Anyone who came looking for her had to, first, know the way. When the corn was high, the trailer couldn’t be seen at all from the secondary road. Once the corn had been picked, a hedge of overgrown bay bushes hid where she slept.

When Miss Jane returns to her mama’s kitchen in Miss Jane: The Lost Years, it is my mother’s Southern kitchen and canning habits I borrow — as well as my enduring fondness for a good (Southern) tomato sandwich:

Mom’s in the steamy kitchen canning tomatoes, stove heat amplifying day heat, the lot smelling to high vegetative heaven. Miss Jane folds herself in Mom’s folds for a sweat-sticky hug. “Want me to slice up one of these tomatoes for a sandwich?” Miss Jane surely does! Nothing beats a homegrown tomato; nothing.

And when my rebellious heroine Kitty Duncan, in The Invented Life of Kitty Duncan, flees her marriage to reside in a beach town —

As much as she loved digging her toes into sand piles and sniffing salty air along with the gulls, not even a confirmed beach gal like Kitty could work up much enthusiasm for outdoor activities when the sun looked as color muted as the Atlantic, incapable of warming the spirit or the flesh.

— it was the month of March on the Outer Banks in adjoining county Dare that I had in mind.

When I came west for a job in my late thirties, timber from my grandmother’s woods came with me. Everything I’ve written — fiction, nonfiction, the words I’m writing now — has been written on a desktop constructed by my uncle: three joined planks of pine. In my study, directly across from my desk, is a cabinet containing my other grandmother’s blue and red flowered pitcher; a photo of my dog, my dad, and myself in a boat on Indiantown Creek; and my father’s turquoise toolbox — all shipped from North Carolina to California to join me.  
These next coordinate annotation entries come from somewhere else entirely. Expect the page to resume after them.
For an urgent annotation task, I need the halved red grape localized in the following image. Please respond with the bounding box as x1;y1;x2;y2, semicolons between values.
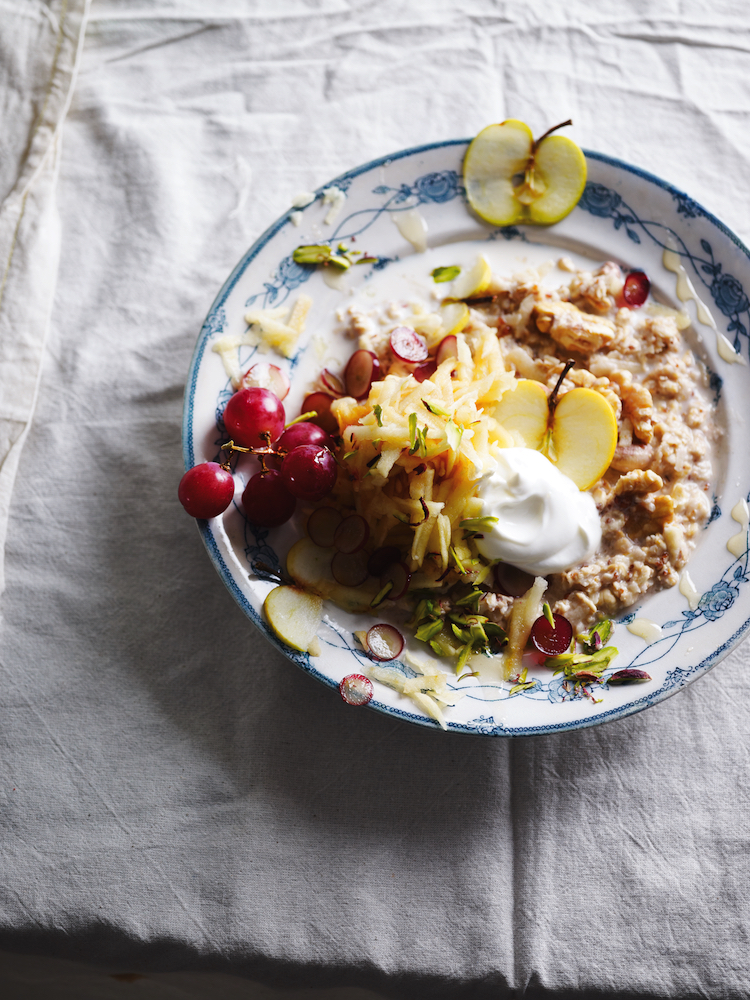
344;350;380;399
622;271;651;309
412;361;437;382
276;420;333;451
242;469;297;528
531;615;573;656
367;545;401;576
367;622;404;660
435;333;458;365
281;444;337;500
320;368;346;396
380;562;411;601
333;514;370;552
300;392;339;434
390;326;429;365
339;674;372;705
240;361;289;399
224;388;286;448
307;507;342;549
177;462;234;518
331;550;370;587
495;563;534;597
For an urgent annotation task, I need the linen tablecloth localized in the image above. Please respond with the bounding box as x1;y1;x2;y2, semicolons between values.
0;0;750;998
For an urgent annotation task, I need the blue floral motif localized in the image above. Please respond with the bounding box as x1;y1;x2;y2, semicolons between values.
578;182;622;219
414;170;459;204
711;274;750;317
698;580;737;622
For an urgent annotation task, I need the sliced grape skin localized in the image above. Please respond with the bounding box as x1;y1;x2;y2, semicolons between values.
224;388;286;448
622;271;651;309
333;514;370;553
531;615;573;656
339;674;372;705
242;469;297;528
367;622;404;660
300;392;339;434
276;420;333;451
390;326;429;365
307;507;343;549
177;462;234;519
435;333;458;365
281;444;337;501
344;349;380;399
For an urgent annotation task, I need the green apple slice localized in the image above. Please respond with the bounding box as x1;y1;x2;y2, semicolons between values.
527;135;586;226
464;118;534;226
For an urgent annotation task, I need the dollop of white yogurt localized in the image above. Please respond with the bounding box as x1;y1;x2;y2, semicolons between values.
476;448;602;576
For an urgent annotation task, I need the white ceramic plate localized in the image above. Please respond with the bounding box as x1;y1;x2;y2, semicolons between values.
183;140;750;736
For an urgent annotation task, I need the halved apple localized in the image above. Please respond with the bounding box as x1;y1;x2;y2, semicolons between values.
494;379;617;490
464;118;586;226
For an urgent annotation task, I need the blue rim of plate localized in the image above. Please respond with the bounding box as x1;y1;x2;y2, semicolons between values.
182;139;750;738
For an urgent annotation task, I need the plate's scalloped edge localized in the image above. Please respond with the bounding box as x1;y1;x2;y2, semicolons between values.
182;139;750;737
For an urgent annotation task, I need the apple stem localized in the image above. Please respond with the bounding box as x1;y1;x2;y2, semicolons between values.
547;358;575;413
534;118;573;152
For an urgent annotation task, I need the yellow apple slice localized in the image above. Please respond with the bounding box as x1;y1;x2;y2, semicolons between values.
263;587;323;653
527;135;586;226
286;538;379;613
464;118;534;226
552;388;617;490
440;302;469;339
464;118;586;226
494;378;549;448
450;253;492;299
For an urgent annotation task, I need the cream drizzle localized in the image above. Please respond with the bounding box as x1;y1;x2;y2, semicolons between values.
662;247;746;365
391;208;427;253
625;618;662;642
679;569;701;611
727;498;750;559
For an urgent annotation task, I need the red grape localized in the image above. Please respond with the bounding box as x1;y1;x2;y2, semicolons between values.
224;387;286;448
281;444;337;500
276;420;333;451
177;462;234;518
622;271;651;309
531;615;573;656
242;469;297;528
390;326;429;365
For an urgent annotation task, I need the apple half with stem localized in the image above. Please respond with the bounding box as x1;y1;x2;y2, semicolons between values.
464;118;586;226
494;369;617;490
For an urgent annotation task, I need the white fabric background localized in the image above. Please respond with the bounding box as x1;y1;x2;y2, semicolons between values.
0;0;750;998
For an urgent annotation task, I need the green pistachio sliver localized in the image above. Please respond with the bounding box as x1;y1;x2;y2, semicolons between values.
292;243;331;264
431;264;461;285
445;419;464;452
458;514;500;531
422;399;450;417
414;618;443;642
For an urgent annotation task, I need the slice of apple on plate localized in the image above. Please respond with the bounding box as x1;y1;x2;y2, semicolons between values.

My address might have been otherwise, but home was — and is — North Carolina. I returned often to my parents’ — and then my parent’s — house, staying for weeks at a time, visiting relatives, catching up on community gossip, land sales, and real estate development, the territory of my childhood over time shifting from a rural, farming community to a more thickly populated, commuter settlement. Flying west again, I always took some South with me: in my head, in my heart, in my nose (honeysuckle, gardenias), and on my tongue (fried flounder, my aunt’s cornbread). It was a gift, the longevity of that connection and reconnection, for me personally and for my writing.

After our mother’s death, my brother and I shared one last spring twilight together on the back porch of our childhood home, watching the magnolia tree, picnic bench, bird house, field rows, and pine woods as they darkened, listening as the swamp music commenced. When you come from a place, you never really leave it, even when you do.

We’d run that dirt so many times for fun, for games, run it just to run and now we ran in terror toward Linda’s house, streaked with black, still smoldering. The Meadses were okay; only the house had been harmed. But we hadn’t known that, trapped in Mrs. Simpson’s car. We weren’t afforded that comfort, separated from our own.        

                                                                        — from Dear DeeDee

Writing about the South helps keep the South close.